Last month, Microsoft (MSFT -1.94%) announced the debut of its cloud-based Xbox gaming service Xbox Game Pass Ultimate (previously known as xCloud), which allows subscribers to stream games directly to their mobile devices. The service launched in 22 different countries, with more than 150 games. But the titles were available only on Alphabet's (GOOGL -1.82%) (GOOG -1.98%) Android phones and tablets. What was conspicuously missing from the announcement was any mention of availability on Apple's (AAPL -3.00%) iPhones and iPads.
Microsoft is now reportedly working on a "direct browser-based solution" that will bring the service to Apple devices by 2021. The tech giant has been locked in a tug-of-war with Apple, which refuses to allow game-streaming services like Game Pass or Google Stadia among its apps because it wants to review each game individually for inclusion in the App Store.
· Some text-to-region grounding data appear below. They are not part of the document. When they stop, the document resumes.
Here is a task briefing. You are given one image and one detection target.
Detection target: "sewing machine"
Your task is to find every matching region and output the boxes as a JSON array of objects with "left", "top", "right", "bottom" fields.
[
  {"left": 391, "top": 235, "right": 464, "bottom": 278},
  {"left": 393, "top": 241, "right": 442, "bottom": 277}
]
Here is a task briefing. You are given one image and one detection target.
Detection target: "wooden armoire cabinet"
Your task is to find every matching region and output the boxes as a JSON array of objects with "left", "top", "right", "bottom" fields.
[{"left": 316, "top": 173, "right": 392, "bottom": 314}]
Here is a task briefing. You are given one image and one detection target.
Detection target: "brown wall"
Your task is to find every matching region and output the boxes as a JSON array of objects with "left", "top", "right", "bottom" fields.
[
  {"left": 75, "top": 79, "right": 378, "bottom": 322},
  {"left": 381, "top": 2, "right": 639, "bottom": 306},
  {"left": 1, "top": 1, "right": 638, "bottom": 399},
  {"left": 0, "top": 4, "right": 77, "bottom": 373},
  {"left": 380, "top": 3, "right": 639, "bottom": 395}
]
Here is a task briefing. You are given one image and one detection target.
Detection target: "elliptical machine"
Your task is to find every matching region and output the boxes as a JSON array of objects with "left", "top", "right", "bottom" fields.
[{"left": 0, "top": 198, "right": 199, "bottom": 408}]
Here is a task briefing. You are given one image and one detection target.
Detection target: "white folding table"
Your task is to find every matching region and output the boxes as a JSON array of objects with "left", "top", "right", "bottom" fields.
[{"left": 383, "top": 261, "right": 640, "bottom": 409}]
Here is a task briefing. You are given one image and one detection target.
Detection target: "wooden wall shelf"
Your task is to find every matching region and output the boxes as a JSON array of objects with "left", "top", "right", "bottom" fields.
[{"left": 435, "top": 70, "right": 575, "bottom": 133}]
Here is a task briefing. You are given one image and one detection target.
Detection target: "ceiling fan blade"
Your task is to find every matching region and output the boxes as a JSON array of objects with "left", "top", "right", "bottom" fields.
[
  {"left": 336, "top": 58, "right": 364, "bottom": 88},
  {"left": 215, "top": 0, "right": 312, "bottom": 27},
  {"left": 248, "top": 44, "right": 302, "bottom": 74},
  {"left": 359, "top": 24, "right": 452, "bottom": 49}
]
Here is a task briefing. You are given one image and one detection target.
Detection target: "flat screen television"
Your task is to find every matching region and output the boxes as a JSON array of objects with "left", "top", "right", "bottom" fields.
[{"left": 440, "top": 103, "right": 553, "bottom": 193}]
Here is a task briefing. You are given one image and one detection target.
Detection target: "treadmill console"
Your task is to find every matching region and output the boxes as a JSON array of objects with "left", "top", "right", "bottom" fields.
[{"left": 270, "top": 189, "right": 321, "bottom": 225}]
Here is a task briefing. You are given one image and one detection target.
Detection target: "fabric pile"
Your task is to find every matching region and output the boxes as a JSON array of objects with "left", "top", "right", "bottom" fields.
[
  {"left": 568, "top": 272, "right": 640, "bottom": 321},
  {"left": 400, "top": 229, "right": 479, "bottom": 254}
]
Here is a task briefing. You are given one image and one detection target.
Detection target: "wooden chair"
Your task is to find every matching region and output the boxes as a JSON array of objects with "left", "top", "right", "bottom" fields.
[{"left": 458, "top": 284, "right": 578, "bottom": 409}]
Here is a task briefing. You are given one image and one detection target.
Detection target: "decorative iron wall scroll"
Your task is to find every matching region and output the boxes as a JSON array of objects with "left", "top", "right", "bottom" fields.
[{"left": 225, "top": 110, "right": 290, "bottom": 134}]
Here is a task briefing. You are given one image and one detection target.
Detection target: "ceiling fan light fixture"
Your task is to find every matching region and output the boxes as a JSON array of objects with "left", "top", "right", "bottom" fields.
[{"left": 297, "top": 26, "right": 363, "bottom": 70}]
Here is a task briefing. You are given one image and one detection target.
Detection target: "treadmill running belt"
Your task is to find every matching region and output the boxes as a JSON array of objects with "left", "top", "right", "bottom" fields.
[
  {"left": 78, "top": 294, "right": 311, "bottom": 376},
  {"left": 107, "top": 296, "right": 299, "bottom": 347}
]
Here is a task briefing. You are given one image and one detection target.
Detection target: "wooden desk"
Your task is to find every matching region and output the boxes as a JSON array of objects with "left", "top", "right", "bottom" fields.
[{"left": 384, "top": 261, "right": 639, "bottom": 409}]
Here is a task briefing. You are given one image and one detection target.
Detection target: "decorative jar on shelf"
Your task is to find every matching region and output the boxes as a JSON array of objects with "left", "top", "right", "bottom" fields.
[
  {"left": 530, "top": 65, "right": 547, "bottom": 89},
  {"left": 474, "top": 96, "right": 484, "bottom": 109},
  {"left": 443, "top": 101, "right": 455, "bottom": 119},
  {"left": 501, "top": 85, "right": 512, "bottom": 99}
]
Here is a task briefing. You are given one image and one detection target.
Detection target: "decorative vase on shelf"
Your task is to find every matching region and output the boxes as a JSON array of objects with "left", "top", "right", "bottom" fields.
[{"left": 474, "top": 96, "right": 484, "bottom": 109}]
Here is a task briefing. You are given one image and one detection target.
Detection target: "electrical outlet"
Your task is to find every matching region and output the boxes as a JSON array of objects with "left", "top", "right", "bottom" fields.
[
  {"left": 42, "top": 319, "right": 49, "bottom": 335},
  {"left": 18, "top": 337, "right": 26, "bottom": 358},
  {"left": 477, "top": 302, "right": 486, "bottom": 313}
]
As a result, Apple continues to require that each game be downloaded directly from the App Store, in addition to each game being an individual app, effectively banning game-streaming services from its platform. Apple recently offered an olive branch, asking developers to submit games individually for approval. The companies will then be free to create an app that catalogs and links to each of the pre-approved games.
Xbox head Phil Spencer reportedly told Microsoft employees at a companywide meeting that the work-around will be designed to bypass the App Store, saying, "We absolutely will end up on iOS." In addition to the web interface, Microsoft continues to work to get approval for a dedicated streaming app.
"It's in the long list of cool things the xCloud team is working on, just a bit further down the list," Spencer said. "But we want console and PC players to be able to browse as easily as mobile players."